A celui-ci s'est ajouté, le 4 novembre 2012, la panne de la boîte de vitesse, qui a dû être remplacée par la société Autodis Import elle-même pour un coût de 2 701,80 €. Il s'agissait pourtant d'une boîte automatique, équipant un véhicule de première main, n'ayant parcouru en un peu plus de trois années que 25 133 km. Le premier juge a donc justement posé en présomption qu'il s'agissait d'un vice caché du véhicule existant lors de la vente de celui-ci.

Conformément à la position adoptée par le tribunal, il y a lieu de retenir que de tels vices diminuent tellement l'usage du véhicule que Madame D. ne l'aurait pas acheté si elle en avait eu connaissance.

Dès lors, le jugement sera confirmé en ce qu'il a prononcé la résolution de la vente conclue entre Madame Lucette D. et SARL Autodis Importateur, avec toutes ses conséquences.

2. L'article 1645 du Code civil dispose que si le vendeur connaissait les vices de la chose, il est tenu, outre la restitution du prix qu'il en a reçu, de tous les dommages et intérêts envers l'acheteur.

En l'espèce, la société Autodis Importateur est un vendeur professionnel qui ne peut ignorer les défauts des véhicules automobiles qu'il vend.

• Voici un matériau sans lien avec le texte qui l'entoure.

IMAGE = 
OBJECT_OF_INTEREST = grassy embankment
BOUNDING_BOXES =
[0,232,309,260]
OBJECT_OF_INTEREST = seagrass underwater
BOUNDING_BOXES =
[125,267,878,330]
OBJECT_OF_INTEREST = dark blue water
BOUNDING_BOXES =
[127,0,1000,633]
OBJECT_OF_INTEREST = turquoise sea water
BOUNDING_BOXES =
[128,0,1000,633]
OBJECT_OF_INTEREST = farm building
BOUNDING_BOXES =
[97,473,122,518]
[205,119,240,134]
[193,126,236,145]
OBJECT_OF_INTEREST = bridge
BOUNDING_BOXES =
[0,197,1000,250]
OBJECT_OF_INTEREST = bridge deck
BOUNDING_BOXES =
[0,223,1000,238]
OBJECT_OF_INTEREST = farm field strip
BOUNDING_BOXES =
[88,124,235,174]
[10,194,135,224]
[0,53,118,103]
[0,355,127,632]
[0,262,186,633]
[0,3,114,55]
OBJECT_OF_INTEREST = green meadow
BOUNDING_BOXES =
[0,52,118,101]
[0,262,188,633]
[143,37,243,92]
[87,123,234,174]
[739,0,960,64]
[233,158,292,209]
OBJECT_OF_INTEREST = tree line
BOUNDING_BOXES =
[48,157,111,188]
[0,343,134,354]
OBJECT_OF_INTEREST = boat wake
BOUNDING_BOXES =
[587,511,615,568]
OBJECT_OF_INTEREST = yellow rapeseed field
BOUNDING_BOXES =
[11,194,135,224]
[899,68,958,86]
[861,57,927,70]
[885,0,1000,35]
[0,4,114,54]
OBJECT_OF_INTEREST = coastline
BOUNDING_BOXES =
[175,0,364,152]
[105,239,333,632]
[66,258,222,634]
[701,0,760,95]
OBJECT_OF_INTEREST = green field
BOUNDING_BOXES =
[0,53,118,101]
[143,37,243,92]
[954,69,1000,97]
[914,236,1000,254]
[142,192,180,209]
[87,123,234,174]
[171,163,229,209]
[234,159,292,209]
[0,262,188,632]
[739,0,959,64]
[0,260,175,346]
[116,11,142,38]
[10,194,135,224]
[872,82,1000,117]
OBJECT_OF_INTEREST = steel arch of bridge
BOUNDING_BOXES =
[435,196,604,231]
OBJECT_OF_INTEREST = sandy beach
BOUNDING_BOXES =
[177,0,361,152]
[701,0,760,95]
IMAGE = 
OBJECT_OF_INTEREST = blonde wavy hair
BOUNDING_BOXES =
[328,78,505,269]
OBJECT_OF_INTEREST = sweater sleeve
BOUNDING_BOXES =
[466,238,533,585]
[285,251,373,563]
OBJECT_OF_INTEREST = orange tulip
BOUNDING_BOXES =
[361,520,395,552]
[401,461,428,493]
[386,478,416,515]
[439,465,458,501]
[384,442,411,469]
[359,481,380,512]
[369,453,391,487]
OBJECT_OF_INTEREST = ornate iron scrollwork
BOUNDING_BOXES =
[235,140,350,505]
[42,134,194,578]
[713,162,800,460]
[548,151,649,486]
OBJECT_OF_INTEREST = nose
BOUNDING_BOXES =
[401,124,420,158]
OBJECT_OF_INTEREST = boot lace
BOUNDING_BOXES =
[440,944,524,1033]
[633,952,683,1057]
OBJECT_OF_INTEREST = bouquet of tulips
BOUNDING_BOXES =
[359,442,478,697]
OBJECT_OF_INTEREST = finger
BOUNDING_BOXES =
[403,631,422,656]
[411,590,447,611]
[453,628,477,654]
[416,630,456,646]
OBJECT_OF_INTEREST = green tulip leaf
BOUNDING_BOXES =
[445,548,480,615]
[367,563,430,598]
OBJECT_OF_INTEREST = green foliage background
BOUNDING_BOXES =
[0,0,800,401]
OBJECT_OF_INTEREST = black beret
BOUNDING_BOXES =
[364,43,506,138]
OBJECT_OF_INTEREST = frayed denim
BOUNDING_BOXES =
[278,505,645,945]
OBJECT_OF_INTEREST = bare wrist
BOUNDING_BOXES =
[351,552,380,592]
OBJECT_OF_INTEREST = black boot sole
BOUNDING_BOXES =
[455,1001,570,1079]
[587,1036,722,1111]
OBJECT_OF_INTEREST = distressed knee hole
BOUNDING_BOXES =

Les défauts de celle dont Mme D. avait fait l'acquisition ne l'ont pas empêchée de l'utiliser. Cependant, d'une part elle a subi de nombreux désagréments et a dû engager des frais de réparation anormaux. Ces préjudices seront réparés par une indemnité de 4 000 €, le jugement déféré étant réformé en ce qu'il a rejeté cette demande de dommages intérêts.

Sur les demandes accessoires

Reconnue bien fondée, la procédure engagée par Mme D. ne peut être considérée comme abusive, de sorte que la demande de dommages intérêts présentée à ce titre par la société Autodis Importateur a à bon droit été rejetée par le tribunal.

Succombant en son appel, celle-ci supportera la charge des dépens et sera condamnée à payer à l'intimée la somme de 2 000 € en remboursement des frais irrépétibles qu'elle a exposés en cause d'appel.

Par ces motifs, LA COUR, déclare recevables les appels formés par la SARL Autodis Importateur et Madame Lucette D. ; rejette la fin de non-recevoir soulevée par la SARL Autodis Importateur tirée du défaut de qualité ou d'intérêt à agir de Mme Lucette D. ; confirme le jugement du Tribunal de grande instance de Fort-de-France en date du 8 décembre 2015, sauf en ce qu'il a débouté Mme Lucette D. de sa demande de dommages intérêts; Statuant à nouveau et y ajoutant, condamne la SARL Autodis Importateur à payer à Mme Lucette D. la somme de 4 000 € à titre de dommages intérêts ; condamne la SARL Autodis Importateur à payer à Mme Lucette D. la somme de 2 000 € au titre de l'article 700 du Code de procédure civile ; condamne la SARL Autodis Importateur aux dépens d'appel.